The first step was planning the tile layout. My four-year-old and I had a fun time arranging the tiles into different shapes, but ultimately, I decided to lay the tiles directly over the damaged section after cleaning it as well as possible. I spaced the tiles exactly how I wanted the grout lines to be and left a spot to cut tiles for the edges near the door. Once satisfied with the layout, I traced the tiles’ edges on the floor with a Sharpie, allowing some extra room for adjustments and for caulking later on. Next came the dirty part: cutting out the old flooring along the traced lines. Using an oscillating saw, which I love for precise cuts especially around the hexagon corners, I carefully removed the damaged laminate. For straight cuts, a circular saw works well, but mine wasn’t working at the time. After cutting, I pried up the old boards, cleaned the area, and tossed the ruined flooring in the trash. Then it was time to waterproof the exposed subfloor. In the kitchen, I’d used the more expensive Schluter Ditra membrane for full waterproofing, but for this small entryway, I opted for a thinner Schluter Kerdi membrane with a few coats of AquaDefense liquid membrane on top.

This combo was easier on the budget and effective. I applied the Kerdi membrane, then painted on the AquaDefense with a disposable brush, making sure to cover the area under the door to prevent future moisture damage. Once the waterproofing was dry, I mixed rapid-setting thin-set mortar in an old ice cream bucket with a paint stir stick—yes, very professional tools! I spread the mortar evenly over the area, enough to cover the floor but not too thick. Then I started placing the tiles one by one, pressing them firmly into the mortar and spacing them evenly for grout lines. For the edge tile near the door, I took it to the garage and cut it in half with a rented tile saw, fitting the pieces perfectly to complete the puzzle. After laying all the tiles, I made sure no pets or kids stepped on them until they set overnight. The next day, I mixed grout and filled in all the gaps between the tiles. Grouting requires patience, as you have to be sure all spaces are filled with no air pockets. I left the larger gaps between the tile edges and the existing floor for caulk later, since caulk flexes better and handles floor movement. Grouting always makes a mess, but after letting it sit for a while, I wiped off the excess with a damp sponge.

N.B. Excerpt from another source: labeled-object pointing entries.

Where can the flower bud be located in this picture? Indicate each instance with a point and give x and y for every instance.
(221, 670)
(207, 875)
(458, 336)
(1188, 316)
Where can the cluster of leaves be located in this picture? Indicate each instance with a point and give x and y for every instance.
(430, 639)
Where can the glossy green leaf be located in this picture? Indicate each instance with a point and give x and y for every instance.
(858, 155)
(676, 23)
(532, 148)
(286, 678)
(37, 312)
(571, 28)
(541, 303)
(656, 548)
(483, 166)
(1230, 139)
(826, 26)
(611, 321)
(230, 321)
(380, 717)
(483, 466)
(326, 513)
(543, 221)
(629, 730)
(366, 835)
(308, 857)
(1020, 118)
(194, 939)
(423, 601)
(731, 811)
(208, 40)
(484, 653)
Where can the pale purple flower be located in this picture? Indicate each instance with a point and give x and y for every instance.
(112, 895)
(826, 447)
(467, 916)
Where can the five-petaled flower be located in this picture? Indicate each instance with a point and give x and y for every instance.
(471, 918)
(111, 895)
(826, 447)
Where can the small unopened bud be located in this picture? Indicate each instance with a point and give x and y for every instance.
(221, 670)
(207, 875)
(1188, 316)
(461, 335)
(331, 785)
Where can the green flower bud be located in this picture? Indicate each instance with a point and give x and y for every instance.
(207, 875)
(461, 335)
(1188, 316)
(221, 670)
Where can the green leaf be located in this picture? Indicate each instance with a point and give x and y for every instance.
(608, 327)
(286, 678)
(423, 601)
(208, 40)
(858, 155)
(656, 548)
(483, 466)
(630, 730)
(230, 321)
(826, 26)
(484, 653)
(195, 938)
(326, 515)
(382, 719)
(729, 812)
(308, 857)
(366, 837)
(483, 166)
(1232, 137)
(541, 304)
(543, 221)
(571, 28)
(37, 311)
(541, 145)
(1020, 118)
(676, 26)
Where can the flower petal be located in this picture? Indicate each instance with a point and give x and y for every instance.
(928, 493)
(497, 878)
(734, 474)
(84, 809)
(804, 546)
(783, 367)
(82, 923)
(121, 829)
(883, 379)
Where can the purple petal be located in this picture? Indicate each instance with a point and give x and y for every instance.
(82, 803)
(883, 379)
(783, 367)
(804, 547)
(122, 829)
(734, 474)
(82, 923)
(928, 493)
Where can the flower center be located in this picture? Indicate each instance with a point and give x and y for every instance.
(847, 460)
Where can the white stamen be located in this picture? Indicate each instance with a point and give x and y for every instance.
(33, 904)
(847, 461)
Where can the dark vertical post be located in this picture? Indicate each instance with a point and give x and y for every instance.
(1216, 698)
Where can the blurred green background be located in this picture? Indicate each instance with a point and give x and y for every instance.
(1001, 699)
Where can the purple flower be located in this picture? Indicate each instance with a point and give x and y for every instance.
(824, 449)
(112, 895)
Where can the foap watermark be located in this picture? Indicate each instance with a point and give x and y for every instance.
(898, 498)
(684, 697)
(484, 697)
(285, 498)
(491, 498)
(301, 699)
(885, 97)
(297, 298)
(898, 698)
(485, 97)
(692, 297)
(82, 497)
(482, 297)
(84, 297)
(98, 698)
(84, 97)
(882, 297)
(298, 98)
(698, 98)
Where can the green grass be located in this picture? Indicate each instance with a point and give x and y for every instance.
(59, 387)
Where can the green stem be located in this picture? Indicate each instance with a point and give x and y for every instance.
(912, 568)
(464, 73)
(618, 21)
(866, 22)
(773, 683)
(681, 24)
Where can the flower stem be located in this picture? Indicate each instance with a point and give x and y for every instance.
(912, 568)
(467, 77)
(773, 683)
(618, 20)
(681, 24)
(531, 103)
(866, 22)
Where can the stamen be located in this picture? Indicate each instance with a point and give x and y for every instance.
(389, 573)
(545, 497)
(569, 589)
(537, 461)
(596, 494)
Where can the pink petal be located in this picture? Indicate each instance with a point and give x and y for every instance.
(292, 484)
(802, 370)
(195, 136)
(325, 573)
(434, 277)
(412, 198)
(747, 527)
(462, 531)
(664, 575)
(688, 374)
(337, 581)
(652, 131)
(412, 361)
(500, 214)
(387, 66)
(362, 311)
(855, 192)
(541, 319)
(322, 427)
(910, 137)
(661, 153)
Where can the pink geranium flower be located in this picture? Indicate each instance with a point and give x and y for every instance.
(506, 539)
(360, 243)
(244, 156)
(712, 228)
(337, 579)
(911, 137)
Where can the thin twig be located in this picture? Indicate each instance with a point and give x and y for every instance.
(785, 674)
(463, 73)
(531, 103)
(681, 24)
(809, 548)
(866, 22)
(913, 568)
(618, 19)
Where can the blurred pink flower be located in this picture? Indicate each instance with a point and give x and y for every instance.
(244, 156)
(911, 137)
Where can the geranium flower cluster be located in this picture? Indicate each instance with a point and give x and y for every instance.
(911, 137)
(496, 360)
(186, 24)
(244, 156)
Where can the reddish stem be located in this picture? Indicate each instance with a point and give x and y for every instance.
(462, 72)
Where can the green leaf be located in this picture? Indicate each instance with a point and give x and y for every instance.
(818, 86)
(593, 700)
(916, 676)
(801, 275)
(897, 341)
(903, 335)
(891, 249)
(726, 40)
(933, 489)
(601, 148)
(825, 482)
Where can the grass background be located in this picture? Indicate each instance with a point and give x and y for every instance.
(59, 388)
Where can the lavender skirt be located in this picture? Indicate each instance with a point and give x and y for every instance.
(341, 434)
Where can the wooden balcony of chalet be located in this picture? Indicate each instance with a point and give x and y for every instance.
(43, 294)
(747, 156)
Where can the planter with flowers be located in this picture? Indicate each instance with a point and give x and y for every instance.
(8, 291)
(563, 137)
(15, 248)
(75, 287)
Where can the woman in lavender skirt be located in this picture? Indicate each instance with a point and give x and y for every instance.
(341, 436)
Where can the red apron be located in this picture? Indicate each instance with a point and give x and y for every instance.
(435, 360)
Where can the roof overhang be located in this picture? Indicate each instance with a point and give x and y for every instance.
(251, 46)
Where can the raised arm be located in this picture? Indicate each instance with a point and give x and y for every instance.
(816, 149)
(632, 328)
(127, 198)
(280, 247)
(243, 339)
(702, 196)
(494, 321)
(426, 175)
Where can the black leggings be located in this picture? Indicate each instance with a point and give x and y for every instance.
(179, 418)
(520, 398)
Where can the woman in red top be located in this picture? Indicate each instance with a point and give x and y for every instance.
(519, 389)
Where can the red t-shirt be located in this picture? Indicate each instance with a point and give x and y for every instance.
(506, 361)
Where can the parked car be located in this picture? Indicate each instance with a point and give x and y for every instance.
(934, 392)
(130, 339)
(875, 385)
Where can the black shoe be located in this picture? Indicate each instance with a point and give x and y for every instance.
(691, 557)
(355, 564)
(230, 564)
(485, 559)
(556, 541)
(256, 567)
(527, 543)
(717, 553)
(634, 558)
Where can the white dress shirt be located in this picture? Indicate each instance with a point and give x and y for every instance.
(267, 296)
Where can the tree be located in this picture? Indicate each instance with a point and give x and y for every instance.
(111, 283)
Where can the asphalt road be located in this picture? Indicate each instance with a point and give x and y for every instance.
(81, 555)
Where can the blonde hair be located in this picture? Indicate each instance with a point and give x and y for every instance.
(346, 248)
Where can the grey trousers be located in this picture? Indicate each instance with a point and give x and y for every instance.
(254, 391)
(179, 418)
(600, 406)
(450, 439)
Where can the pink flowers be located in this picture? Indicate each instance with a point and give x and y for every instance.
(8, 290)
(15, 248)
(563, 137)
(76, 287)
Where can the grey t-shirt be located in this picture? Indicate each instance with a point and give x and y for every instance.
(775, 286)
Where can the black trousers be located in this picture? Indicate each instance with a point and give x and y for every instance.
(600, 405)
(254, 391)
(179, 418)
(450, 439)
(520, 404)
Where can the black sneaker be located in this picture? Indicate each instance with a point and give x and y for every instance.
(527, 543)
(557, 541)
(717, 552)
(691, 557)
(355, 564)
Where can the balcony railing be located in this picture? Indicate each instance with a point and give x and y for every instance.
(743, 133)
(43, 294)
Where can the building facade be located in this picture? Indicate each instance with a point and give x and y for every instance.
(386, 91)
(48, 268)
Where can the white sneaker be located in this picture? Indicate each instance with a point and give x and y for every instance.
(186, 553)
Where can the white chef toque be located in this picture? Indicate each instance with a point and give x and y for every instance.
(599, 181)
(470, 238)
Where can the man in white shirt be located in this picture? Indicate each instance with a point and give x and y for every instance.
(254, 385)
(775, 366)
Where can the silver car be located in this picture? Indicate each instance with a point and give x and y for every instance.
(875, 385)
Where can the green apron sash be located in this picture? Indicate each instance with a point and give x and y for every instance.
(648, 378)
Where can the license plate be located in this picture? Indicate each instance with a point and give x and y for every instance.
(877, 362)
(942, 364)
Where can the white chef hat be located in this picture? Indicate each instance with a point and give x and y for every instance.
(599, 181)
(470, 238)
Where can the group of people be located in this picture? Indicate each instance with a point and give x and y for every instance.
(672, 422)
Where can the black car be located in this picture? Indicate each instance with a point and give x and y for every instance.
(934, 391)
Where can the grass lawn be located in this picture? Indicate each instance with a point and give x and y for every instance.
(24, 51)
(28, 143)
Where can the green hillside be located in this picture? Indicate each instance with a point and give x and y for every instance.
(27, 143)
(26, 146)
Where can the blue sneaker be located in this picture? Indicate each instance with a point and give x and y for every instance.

Here’s a tip I discovered: when grout film remains even after wiping, baby wipes do an amazing job of scrubbing it off. Finally, I caulked the edges where the tile meets the old floor and along the door threshold, using white caulk that matched the grout to blend it all seamlessly. Smoothing the caulk with a baby wipe helped hide any imperfect cuts or gaps. And that was it! Instead of a ruined floor beneath a rug, we now have a durable and stylish tiled entry that can stand up to snow-covered boots, muddy shoes, and all the mess life throws at it. Best of all, I don’t have to worry about our cat ruining the floor anymore, which is a huge relief.